Ирма вздохнула, и Минголла поднял на нее взгляд. Она сидела прислонившись к стеклянной двери; реклама «Мальборо» с прикуривающим ковбоем висела у ее рта, словно словесное облачко из комикса. Руки укачивали несуществующего ребенка. Она протянула его к Минголле, и тот, все еще думая о Деборе, видя перед собой не пустоту Ирминых рук, а воспоминания об объятиях, сказал:

– Да... хорошенький мальчик.

Дождь лил каждое утро, каждый вечер, часто всю ночь, а когда переставал, начиналась жара; она казалась телесной: огромное прозрачное животное, что, припав к земле, выдыхает вонючее тепло. Углы развешанных по стенам плакатов отклеивались и сворачивались в трубки, горячее марево колыхалось над крышами и тротуарами, наводя на мысль, что все это баррио запросто может исчезнуть. Асфальт плавился, превращаясь в пасту, куски резины можно было отковырять пальцами. Армии бултыхались во влажном воздухе, мозги поворачивались вялыми толчками, словно застрявшие между оконных рам зимние мухи. Пот собирался в капли размером с мелкую луковицу, улыбки резкие и напряженные. Потом снова начинался дождь, разбивал на куски жару, брызги летели на асфальт, барабанили по крышам, оставляли следы на окнах, и, лежа по ночам в постели, Минголла чувствовал их непрестанный ритм, натугу, с какой события принимали свою форму. Нечто окончательное и сильное. Добро или зло – он не знал и не хотел знать. Над Минголлой висело заклятье тяжелой жизни, тяжелой погоды, и его не интересовало, чем это все кончится, его вообще не интересовало ничего, кроме каждодневных занятий.

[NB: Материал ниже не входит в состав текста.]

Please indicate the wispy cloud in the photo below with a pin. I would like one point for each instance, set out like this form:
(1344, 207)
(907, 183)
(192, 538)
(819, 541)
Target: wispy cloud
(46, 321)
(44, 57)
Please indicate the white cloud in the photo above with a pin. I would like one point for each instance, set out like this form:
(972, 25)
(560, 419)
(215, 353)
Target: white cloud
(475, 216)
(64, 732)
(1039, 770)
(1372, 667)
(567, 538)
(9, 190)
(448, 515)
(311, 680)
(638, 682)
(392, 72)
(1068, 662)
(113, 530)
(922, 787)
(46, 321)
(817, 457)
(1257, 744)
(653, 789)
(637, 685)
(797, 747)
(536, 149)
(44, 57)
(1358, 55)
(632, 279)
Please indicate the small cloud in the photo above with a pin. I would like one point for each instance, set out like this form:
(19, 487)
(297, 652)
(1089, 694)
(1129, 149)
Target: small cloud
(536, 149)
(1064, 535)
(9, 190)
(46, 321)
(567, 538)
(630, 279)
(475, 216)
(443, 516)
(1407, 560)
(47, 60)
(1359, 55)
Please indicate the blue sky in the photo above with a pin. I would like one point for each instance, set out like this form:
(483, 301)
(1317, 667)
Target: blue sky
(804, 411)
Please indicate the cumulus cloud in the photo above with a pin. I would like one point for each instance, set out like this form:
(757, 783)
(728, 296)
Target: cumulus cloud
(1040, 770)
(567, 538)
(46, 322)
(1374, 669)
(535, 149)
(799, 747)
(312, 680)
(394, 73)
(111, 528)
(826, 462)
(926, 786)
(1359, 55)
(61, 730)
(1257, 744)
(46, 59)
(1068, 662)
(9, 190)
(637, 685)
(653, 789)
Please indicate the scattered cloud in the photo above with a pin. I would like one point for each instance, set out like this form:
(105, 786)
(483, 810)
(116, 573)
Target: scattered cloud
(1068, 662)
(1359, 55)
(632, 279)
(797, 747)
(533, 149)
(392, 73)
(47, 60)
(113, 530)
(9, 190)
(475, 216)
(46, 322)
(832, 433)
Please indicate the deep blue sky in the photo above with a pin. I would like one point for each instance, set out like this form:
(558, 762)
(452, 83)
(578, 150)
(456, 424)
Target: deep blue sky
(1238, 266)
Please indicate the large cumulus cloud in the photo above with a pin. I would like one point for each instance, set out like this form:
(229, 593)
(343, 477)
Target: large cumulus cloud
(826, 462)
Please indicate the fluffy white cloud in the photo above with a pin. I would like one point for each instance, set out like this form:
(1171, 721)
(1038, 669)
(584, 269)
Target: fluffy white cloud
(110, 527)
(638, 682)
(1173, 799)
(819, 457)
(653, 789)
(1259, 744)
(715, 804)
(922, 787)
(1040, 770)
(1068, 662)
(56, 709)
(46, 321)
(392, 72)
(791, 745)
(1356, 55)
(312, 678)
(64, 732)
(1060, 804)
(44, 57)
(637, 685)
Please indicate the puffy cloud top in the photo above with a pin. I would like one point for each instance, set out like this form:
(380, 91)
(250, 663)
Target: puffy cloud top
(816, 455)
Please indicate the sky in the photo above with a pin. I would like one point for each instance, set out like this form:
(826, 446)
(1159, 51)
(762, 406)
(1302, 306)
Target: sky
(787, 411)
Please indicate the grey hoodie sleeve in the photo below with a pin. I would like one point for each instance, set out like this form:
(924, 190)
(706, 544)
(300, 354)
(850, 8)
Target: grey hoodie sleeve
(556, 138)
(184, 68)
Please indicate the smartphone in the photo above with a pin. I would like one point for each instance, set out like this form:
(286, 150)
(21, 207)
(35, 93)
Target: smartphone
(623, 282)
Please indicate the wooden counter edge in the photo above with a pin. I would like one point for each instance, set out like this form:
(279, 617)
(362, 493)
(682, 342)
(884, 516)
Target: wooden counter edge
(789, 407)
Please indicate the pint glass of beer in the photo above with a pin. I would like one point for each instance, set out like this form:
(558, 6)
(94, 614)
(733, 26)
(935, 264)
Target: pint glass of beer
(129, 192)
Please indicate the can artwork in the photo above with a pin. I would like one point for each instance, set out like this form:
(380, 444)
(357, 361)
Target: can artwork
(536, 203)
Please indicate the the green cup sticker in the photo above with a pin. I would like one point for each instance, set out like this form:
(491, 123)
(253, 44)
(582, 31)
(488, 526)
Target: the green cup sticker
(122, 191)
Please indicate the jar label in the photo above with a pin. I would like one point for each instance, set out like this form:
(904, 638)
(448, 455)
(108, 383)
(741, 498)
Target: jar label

Их поселили в пансион под названием Каса-Гамбоа, одноэтажный домик с розовой штукатуркой и внутренним двориком, в центре которого располагался бассейн с водой настолько грязной, что она выглядела «нефритовым сектором среди ярких плиток». На жердочках под провисающей крышей сидели попугаи, хихикали и многозначительно таращили глаза на прохожих; на грядках вокруг бассейна разрослась густая тропическая зелень. Через крытый переход в дальнем конце дворика можно было видеть азиата в инвалидной коляске, он целыми днями просиживал рядом с. маленьким садиком и связывал разграничительные столбики бумажными ленточками. Горничной работала симпатичная смуглая женщина по имени Серенита. Все это словно пришло из рассказа «Придуманный пансионат». Минголла не удивился бы, если бы узнал, что живет в рассказе Пасторина (или Исагирре). Вполне возможно, он жил в нем с самого Роатана, и даже само его существование было в некотором смысле плодом сотомайорского воображения. Но тем не менее он находил определенное удобство в том, что оказался частью вымысла, жизнь внутри которого по ощущению стремилась таким вот странным образом изолировать его от жизни реальной, и все свободное от работы время проводил в их общей с Деборой комнате. Большая белая спальня – слишком большая для такой убогой обстановки: стул, стол, кровать и комод. Под потолком крутился скрипучий вентилятор, а у стены рядом с дверью возвышалось дешевое оловянное распятие; за крестом тянулись к потолочной лампе провода, и оттого казалось, что Христос каким-то образом участвует в передаче электричества. Фигуру покрывал тонкий слой краски, руки и ноги непропорционально длинные, а лицо не столько одухотворенное, сколько несчастное. Минголле было симпатично это воплощенное в распятии кривоватое состояние духа, и он не оставлял надежды, что нелепая наружность хранит в себе какое-нибудь чудо.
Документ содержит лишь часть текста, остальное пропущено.